American businessman (born 1942)

Tully Friedman (born January 1942) is an American businessman. A founding partner of Hellman & Friedman, as of 2013 he was chief executive of Friedman, Fleischer and Lowe, a San Francisco-based private equity firm.

==Early life==
Tully Friedman earned a bachelor's degree from Stanford University and later received a Juris Doctor from Harvard Law School.

==Career==
Friedman began his finance career at Salomon Brothers, where he served as a managing director and founded its West Coast Corporate Finance Department, and served on its national Corporate Finance Administrative Committee.

In 1984, he and Warren Hellman founded Hellman & Friedman, an investment company.

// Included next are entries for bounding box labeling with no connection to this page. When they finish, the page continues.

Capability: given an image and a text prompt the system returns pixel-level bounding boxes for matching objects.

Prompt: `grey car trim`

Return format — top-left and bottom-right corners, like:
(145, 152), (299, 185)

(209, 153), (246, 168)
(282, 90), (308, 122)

From 1984 through early 1997, Hellman & Friedman raised partnerships representing more than US $2.5 billion and made investments in about 40 companies.

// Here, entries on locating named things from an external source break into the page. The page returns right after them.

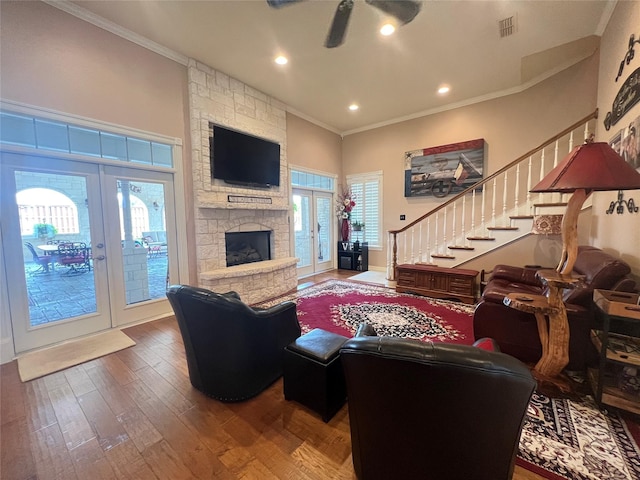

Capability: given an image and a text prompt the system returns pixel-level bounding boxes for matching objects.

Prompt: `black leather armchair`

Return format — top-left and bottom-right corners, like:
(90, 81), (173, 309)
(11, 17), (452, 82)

(340, 328), (536, 480)
(473, 245), (635, 371)
(167, 285), (300, 402)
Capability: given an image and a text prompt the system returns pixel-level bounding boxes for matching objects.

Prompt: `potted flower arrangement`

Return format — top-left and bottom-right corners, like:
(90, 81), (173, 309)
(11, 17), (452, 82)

(33, 223), (58, 240)
(336, 189), (356, 242)
(351, 220), (364, 232)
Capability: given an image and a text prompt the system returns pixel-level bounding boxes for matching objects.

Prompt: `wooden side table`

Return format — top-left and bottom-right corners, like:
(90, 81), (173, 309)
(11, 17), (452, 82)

(504, 270), (579, 377)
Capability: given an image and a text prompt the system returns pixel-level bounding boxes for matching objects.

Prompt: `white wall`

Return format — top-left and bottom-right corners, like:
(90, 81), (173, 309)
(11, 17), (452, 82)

In 1997, Friedman left Hellman & Friedman to co-found Friedman Fleischer & Lowe (now FFL Partners), a San Francisco–based private equity firm. The firm has raised multiple funds since its founding, with total committed capital exceeding US$4 billion.

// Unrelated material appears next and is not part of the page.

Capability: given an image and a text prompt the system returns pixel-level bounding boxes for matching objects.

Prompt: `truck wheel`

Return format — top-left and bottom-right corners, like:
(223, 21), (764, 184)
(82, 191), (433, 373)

In a 2013 interview, Friedman discussed changes in the private equity industry, citing increased competition and regulatory oversight since the 1990s. He noted that deal-sourcing strategies and fund structures had become more complex and that firms like FFL Partners had adapted accordingly.

==Board memberships and philanthropy==
He sits on the boards of Clorox, Kool Smiles, NCDR, Church's Chicken, Cajun Operating Company, Archimedes Technology, and DPMS LLC. He previously served on the Boards of CapitalSource, Levi Strauss & Co., Mattel, and McKesson Corporation. He is a former president of the San Francisco Opera Association and chairman of Mount Zion Hospital and Medical Center. He is also chairman of the board of trustees of the American Enterprise Institute. He also sits on the board of trustees of the Telluride Foundation in Telluride, Colorado. and St. Paul's School in Concord, New Hampshire.

==Personal life==
Friedman was first married to Ann Fay Barry, a descendant of Paul B. Fay. In 1995, he married Elise Dorsey in an Episcopal ceremony in Sonoma, California. They have two children, Alexander and Allegra. Until November 2012, Friedman owned a neo-classical-style home in Woodside, California, that was featured in the book, Extraordinary Homes California: an Exclusive Showcase of the Finest Architects, Designers and Builders in California.